I am recovering from a big unexpected surgery that left my Santa-class belly looking like a football, with 7" of midline incision vertically centered at belt level. I hope the staples come out tomorrow and have maybe another month at home recuperating. There is still some question as to whether I have a belly button anymore.
What am I supposed to do about pants? I can’t imagine my current jeans wardrobe working. I’m already two weeks postop now, with a thick bandage at all times, and still can’t even handle sweatpants.
Are there special kinds of pants that don’t stress the midline? Is there a way of wearing suspenders that does not put them outside of everything else? Special discrete means of holding pants up? Do I have to contemplate overalls or coveralls?
Zoot suits?
I realize if we get into specific fashions or comfort preferences that this is going to go off into Opinions, but really, I’m looking for the factual basics to get started. I’ve never liked clothes shopping and never paid attention to style, and suddenly I think I need clever shopping skills - or a referral or something. Even if there were just a name, a phrase, meaning pants or other coverings for the post laparotomy impaired, that would help.
Only because you’re the one who said it. I don’t see why you couldn’t get a pair of jeans with the waistline and inch or two bigger then you normally wear it and then get suspenders and wear them under not-tucked-in t-shirt.
Actually, in the interest of not spending $50 on new jeans, you could try this with the suspenders and just using your regular jeans and not snapping them. I’d think that should keep some of the pressure off the wound. You might not even need the suspenders then. I was going to suggest not snapping or zipping them, but if your t-shirt came up (like if you raised your arms) and someone saw unzipped/unsnapped jeans with suspenders holding them up…you might get some odd looks.
If it’s just a question of the jeans being too tight, there’s always the option of a button extender to give you a little more room. That might save you from having to go up a size or two.
How far down does the incision go? You can always wear sweatpants with the band below your belly and hopefully below the incision.
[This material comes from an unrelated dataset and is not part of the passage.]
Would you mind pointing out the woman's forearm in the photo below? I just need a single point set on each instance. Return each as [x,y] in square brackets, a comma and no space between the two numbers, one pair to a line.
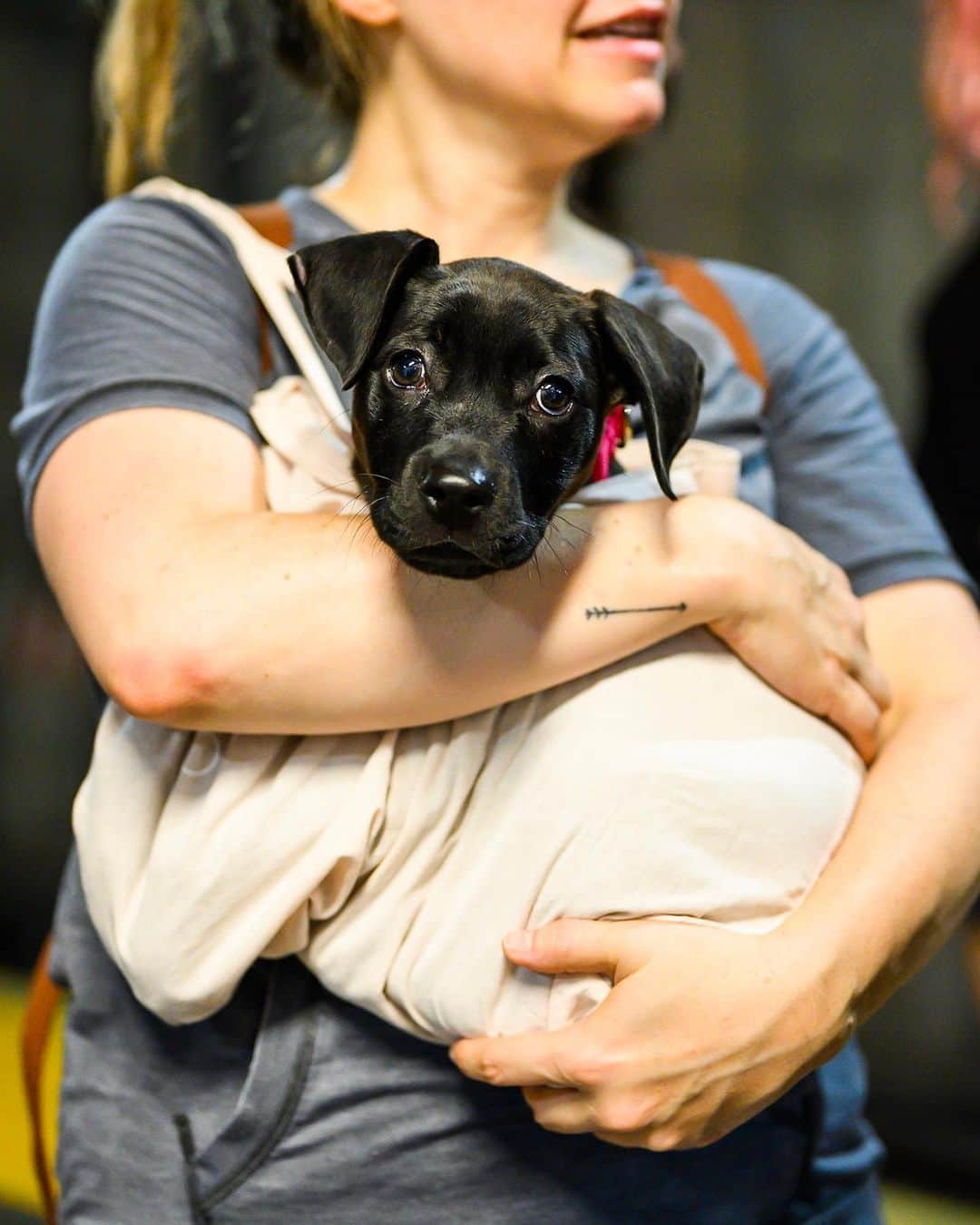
[198,608]
[910,861]
[308,623]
Is it the pressure that hurts when you wear pants, or the friction? If you pad up your belly well enough then the pants shouldn’t rub the incision.
They made me a faux bellybutton and having lived with it, I would rather they had just cut it out and left it. First, it is off center, second, based on all the scars I never show off bare skin anyway, third, it sometimes becomes infected.
Interesting! I am a man, but not an especially easy one to embarrass. What kind of choices are there? Do they make them for women who are mechanics or technicians or something similarly non frilly?
I have had midline incisions from groin to sternum a couple of times (4, so far as an adult and several as a child) and always wear sweat pants, although round the house I prefer robe with no pants for the first two weeks at home. I always remove the bandages and let the wound breathe once I could stomach looking at it, which is usually about 2 weeks post-op. The only dressings I keep on are on catheters and drains, simply because it feels more comfortable that way as they don’t tug so much against gravity.
As others have said, sweat pants, and as an aside make sure you support your abdomen when you cough or sneeze.
sewing supply stores used to sell the stretchy panels that could be sewn into the pants you already owned. I don’t know if they still do but you could check there.
I had an incision from my pubis to a couple inches above my belly button. (They wrapped mine around my navel, so the scar looks like a question mark.) I spent the first week or so in a robe, but after that I was able to tolerate men’s jersey pants, which are usually sold in the pajama section. The elastic or drawstring tends to be much less emphatic than it is on sweats, if you know what I mean. I also had some scrub pants that were very comfortable and cool.
If nothing else, you can always leave the drawstrings on whatever pants you choose untied and use suspenders or pin them to a T-shirt.
When I had my surgery, it was sweats or lightweight cotton drawstring pants. Could you wear scrubs? And, like Sudden Kestrel, they just swerved around my navel so the incision takes a semicircle curve near the end.
If the elastic band around sweatpants (or any other pants) bothers you, you can always convert them to drawstring pants. When I had abdominal surgery, I took all of my pajama bottoms and lounge pants (fancier sweatpants), removed the elastic and added a drawstring. I found it so much more comfortable that I now convert all my pajama bottoms to drawstring only. It’s a fairly minor sewing job, or you can probably find an alterations place that will do it inexpensively. I love the ability to adjust them as needed for your comfort level.
Well, there are jeans and there are khakis, and black dress pants too. Maternity bottoms tend to be non-frilly so they can mix and match with tops so that you don’t need to buy many of them (because by the end of the pregnancy you’re ready to burn it all).
Old Navy and Gap both have large online maternity lines. Motherhood Maternity is an affordable alternative if you cruise the sales the right way. Old Navy has a big sale online right now, though, and they’re the cheapest and the only brand I wore.
The sew-in maternity panels another poster mentioned are something I never tried, so I don’t know how they fit. The maternity pants with over-the-belly bands have a stretchy jersey band all the way around, sewn to a regular pair of pants cut very, very low around the hips.